Three of the country’s best new bands are treading their own separate courses and taking bright baby-steps. This October, however, they’re joining forces for a triple-headliner extravaganza across the country. It’s the DIY Presents the Neu Tour 2015, and it’s going to be insane. We’ve put together a guide to the bands on the bill. Get tickets here.
Raised in Newcastle and with a quick detour to Brighton, Mattie Vant has led a musically-obsessed life that’s only just coming to fruition. After years strumming away at acoustic guitars and struggling to find a specific sound, Vant found its voice when taking on politics. “It’s a taboo these days - unfortunately,” he says, of music’s relationship with big world topics. Still, that hasn’t stopped him from speaking out. With relentlessly charged rock ‘n roll his tool, Mattie leads the charge. “A lot of the discussions we had with various labels before we signed, they said a lot of people might copy us. But I’d love that. I want a lot of bands to come out and have something to say, rather than going on about popping pills and dancing in a fucking club. That would be amazing,” he says.
Where did it all begin with VANT?
It turned into a band when I moved to London. I lived in Brighton a few years before that and spent that time working out what genre I wanted to do. I realised all the music I was making at sixteen was still what I wanted to make now. When I wrote a couple of songs in that style, it really clicked again. And then it was a case of, ‘I need to find a band now’. London Birthdays, where I was working, became the creative hub I needed at the time. Our bassist was working in the kitchen. We’d play each other records that we liked and bonded over a similar taste in music.
When you were writing on your own, did you envisage it having a full-band mentality?
It was a conscious effort to make it into a band format. I’d been writing a lot of acoustic stuff and I just think the meaning behind the music works better in a louder environment. Rock music has that power and that aggression, regardless of if you’re singing about a girl or politics. My news stuff is down the political line and it made sense to make it brash.
“You had to look out towards hip-hop to really see anything that’s important being said.”

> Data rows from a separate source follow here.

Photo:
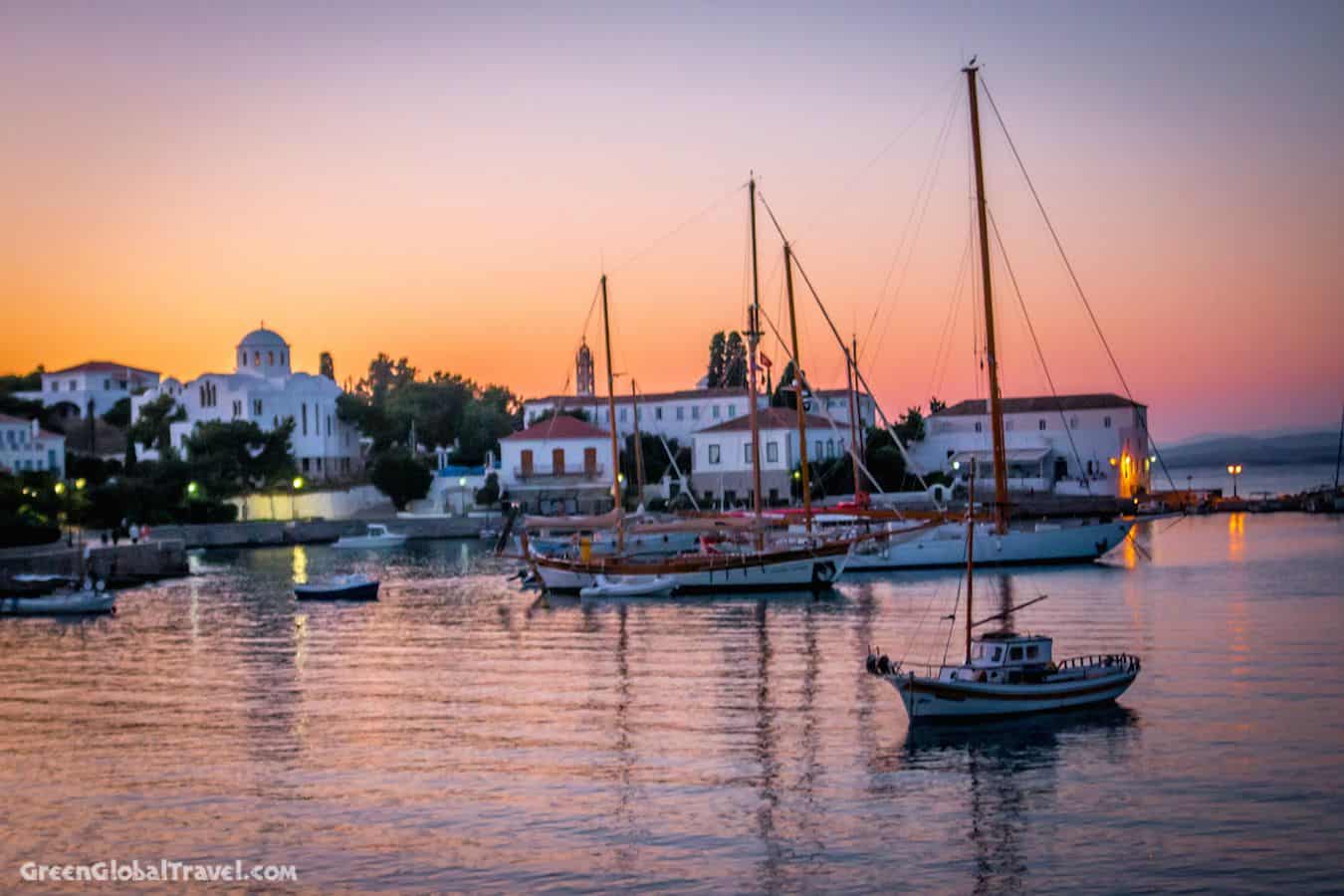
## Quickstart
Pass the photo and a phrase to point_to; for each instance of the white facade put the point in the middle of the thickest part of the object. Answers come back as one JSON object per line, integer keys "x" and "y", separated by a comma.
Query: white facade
{"x": 101, "y": 383}
{"x": 721, "y": 465}
{"x": 560, "y": 465}
{"x": 680, "y": 415}
{"x": 24, "y": 446}
{"x": 265, "y": 391}
{"x": 1071, "y": 445}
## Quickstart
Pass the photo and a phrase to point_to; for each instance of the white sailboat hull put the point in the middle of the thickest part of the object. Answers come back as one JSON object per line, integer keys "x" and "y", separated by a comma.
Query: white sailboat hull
{"x": 787, "y": 575}
{"x": 945, "y": 546}
{"x": 932, "y": 699}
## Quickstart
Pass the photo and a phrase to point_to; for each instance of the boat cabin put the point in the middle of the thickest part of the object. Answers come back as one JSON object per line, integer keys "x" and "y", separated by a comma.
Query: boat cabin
{"x": 1005, "y": 657}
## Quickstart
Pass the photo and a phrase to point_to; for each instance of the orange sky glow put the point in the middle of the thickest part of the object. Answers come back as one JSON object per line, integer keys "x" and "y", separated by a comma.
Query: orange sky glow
{"x": 449, "y": 185}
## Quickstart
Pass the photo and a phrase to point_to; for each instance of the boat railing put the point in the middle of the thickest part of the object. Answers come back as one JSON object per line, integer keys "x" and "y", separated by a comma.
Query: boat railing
{"x": 1122, "y": 660}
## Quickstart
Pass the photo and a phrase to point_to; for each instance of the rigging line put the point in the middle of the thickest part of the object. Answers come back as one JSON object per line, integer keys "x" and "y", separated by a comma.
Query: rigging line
{"x": 857, "y": 372}
{"x": 802, "y": 381}
{"x": 1078, "y": 285}
{"x": 1031, "y": 328}
{"x": 630, "y": 260}
{"x": 926, "y": 192}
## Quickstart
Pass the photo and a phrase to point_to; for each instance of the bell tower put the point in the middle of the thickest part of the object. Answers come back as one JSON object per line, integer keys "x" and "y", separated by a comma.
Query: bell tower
{"x": 583, "y": 371}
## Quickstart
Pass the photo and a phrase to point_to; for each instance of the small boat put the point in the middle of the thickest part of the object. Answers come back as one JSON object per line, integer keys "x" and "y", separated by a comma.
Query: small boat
{"x": 630, "y": 585}
{"x": 1005, "y": 673}
{"x": 346, "y": 587}
{"x": 375, "y": 537}
{"x": 88, "y": 600}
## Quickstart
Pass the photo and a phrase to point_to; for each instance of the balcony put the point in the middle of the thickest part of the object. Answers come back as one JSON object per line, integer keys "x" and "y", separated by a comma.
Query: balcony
{"x": 558, "y": 473}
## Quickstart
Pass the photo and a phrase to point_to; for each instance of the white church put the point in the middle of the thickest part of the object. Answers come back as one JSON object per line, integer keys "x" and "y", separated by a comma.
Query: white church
{"x": 265, "y": 391}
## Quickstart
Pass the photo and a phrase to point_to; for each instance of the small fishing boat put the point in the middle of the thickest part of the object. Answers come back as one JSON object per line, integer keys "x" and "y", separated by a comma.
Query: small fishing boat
{"x": 346, "y": 587}
{"x": 375, "y": 537}
{"x": 1006, "y": 673}
{"x": 88, "y": 600}
{"x": 632, "y": 585}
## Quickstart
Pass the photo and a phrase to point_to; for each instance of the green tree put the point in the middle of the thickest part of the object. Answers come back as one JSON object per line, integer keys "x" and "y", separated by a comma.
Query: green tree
{"x": 400, "y": 477}
{"x": 718, "y": 361}
{"x": 736, "y": 361}
{"x": 150, "y": 427}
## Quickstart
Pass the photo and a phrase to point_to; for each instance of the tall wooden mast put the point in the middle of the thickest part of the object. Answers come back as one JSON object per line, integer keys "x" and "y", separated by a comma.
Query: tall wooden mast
{"x": 856, "y": 456}
{"x": 610, "y": 410}
{"x": 638, "y": 446}
{"x": 753, "y": 340}
{"x": 971, "y": 553}
{"x": 798, "y": 380}
{"x": 997, "y": 411}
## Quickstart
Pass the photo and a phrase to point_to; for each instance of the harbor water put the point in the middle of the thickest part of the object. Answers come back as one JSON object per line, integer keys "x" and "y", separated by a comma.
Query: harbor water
{"x": 463, "y": 734}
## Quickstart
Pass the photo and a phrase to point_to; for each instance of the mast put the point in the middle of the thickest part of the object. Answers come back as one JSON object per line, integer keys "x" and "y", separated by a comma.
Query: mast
{"x": 610, "y": 408}
{"x": 997, "y": 411}
{"x": 753, "y": 338}
{"x": 798, "y": 380}
{"x": 853, "y": 410}
{"x": 638, "y": 448}
{"x": 971, "y": 551}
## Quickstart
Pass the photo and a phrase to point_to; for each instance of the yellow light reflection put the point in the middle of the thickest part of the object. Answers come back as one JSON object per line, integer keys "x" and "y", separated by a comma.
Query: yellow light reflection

Was this solidified from being in Birthdays and seeing other bands have an impact from being in your face?
It invigorated my passion for being in a band again. Prior to that, I lived quite an isolated life in Brighton. I worked in a call centre with none of my friends. There wasn’t anyone that I felt like I could easily be in a band with. My only real release was playing acoustic music. Being stuck in that environment and doing a job you really hate - it put me off track for a while. Moving to London and joining the team at Birthdays, the amount of amazing artists you get through there felt really inspiring. It felt like this is what I should be doing with my life. And when I was making music at 16/17, I was illegally working in a bar then too. It’s a similar place. So it does make sense for things to come back round to that.
Does the political aspect of your music stem from the shit call centre jobs, or is it broader?
When I use the word ‘politics’, it’s a strange one. I don’t speak in an Arctic Monkeys or Mike Skinner ‘working class’ way, even though I do come from that background. My concerns are worldwide things. It’s not strictly centred around the UK - it’s wars, global conflict, global warming. But I think the reason I started making music like this again is because it didn’t feel like anyone was speaking out like this, at least in rock music. You had to look out towards hip-hop to really see anything that’s important being said. Growing up, when you listen to bands like The Clash and Rage Against The Machine, they have these amazing statements behind the music. Surely if you have a platform or a voice, you should take advantage of that. And also, I’d just gotten sick of writing about love. It was depressing and boring. I looked at all the bands that have been going for forty years, but most of them tend to put personal emotions and relationship stuff aside. I think that’s why you see a lot of artists implode - the ones that write so honestly about love. You’d not want to sing about your ex-girlfriends after a certain period of time.